STJ autoriza uso do Serp-Jud para busca de bens penhoráveis
Fonte: Migalhas quentes
A 4ª turma do STJ firmou entendimento favorável à utilização do Sistema
Eletrônico dos Registros Públicos (Serp-Jud) na busca por bens passíveis de
penhora em processos de natureza civil, desde que tal medida seja devidamente
fundamentada por decisão judicial.
Tal posicionamento foi consolidado durante o julgamento de um recurso, sob a
relatoria do desembargador convocado Luís Carlos Gambogi. O caso em questão
teve sua origem em uma execução de título extrajudicial tramitando na 1ª vara
de Pomerode/SC, onde o pedido de consulta ao Serp-Jud havia sido indeferido.
O TJ/SC justificou a negativa sob o argumento de que não haveria amparo legal
para o uso da ferramenta na localização de bens a serem penhorados. A corte
estadual compreendia que o sistema deveria ser utilizado de forma restrita às
funções institucionais do Poder Judiciário.

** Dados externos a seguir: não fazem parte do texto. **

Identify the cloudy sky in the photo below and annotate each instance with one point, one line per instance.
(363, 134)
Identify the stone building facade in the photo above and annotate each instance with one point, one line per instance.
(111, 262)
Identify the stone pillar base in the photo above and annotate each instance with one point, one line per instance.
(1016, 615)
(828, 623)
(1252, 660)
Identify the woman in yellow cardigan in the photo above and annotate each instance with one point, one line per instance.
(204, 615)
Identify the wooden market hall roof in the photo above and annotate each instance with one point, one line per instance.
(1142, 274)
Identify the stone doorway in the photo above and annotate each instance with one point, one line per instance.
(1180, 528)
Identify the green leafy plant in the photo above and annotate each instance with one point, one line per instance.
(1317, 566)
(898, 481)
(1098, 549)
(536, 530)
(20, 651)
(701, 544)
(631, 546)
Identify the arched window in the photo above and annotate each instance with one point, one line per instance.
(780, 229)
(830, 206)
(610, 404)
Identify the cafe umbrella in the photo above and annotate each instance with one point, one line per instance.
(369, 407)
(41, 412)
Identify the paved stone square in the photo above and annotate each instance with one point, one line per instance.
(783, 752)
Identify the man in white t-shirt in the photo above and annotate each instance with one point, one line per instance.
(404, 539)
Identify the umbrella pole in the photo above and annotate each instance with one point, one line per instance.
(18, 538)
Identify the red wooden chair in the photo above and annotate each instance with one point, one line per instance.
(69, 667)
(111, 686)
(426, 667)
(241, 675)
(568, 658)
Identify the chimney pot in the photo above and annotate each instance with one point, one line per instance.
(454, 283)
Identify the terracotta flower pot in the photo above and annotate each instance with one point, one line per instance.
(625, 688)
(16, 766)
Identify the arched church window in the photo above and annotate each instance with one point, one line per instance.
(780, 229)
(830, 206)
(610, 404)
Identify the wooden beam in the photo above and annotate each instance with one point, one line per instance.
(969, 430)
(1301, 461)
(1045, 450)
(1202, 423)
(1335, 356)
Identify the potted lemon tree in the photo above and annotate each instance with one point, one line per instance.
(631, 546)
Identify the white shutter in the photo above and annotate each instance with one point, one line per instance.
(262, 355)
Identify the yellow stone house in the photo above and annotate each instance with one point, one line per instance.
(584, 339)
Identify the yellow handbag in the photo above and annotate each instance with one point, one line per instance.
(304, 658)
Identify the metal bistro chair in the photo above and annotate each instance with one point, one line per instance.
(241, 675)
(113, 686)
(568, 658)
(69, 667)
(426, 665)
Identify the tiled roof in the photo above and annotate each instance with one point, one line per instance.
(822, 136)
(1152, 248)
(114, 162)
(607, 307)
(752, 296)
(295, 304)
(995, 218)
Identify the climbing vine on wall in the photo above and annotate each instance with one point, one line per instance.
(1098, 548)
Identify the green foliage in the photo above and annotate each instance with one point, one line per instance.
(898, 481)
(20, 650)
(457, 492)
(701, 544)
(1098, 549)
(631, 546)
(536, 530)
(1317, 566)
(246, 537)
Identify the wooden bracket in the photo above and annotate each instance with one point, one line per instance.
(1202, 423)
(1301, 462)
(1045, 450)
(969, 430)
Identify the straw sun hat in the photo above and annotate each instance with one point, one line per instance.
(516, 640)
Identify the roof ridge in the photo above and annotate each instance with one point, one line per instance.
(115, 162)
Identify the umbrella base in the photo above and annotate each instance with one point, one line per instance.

No entanto, durante o julgamento no STJ, o relator enfatizou que a recusa ao uso
do sistema não pode se fundamentar em interpretações restritivas ou meras
conjecturas, devendo considerar o arcabouço legal e a busca pela efetividade do
processo.
Diante desse entendimento, a turma julgadora cassou o acórdão do TJ/SC e
determinou o retorno dos autos à instância de origem, para que o caso seja
novamente apreciado, desta vez considerando a legalidade do uso do Serp-Jud.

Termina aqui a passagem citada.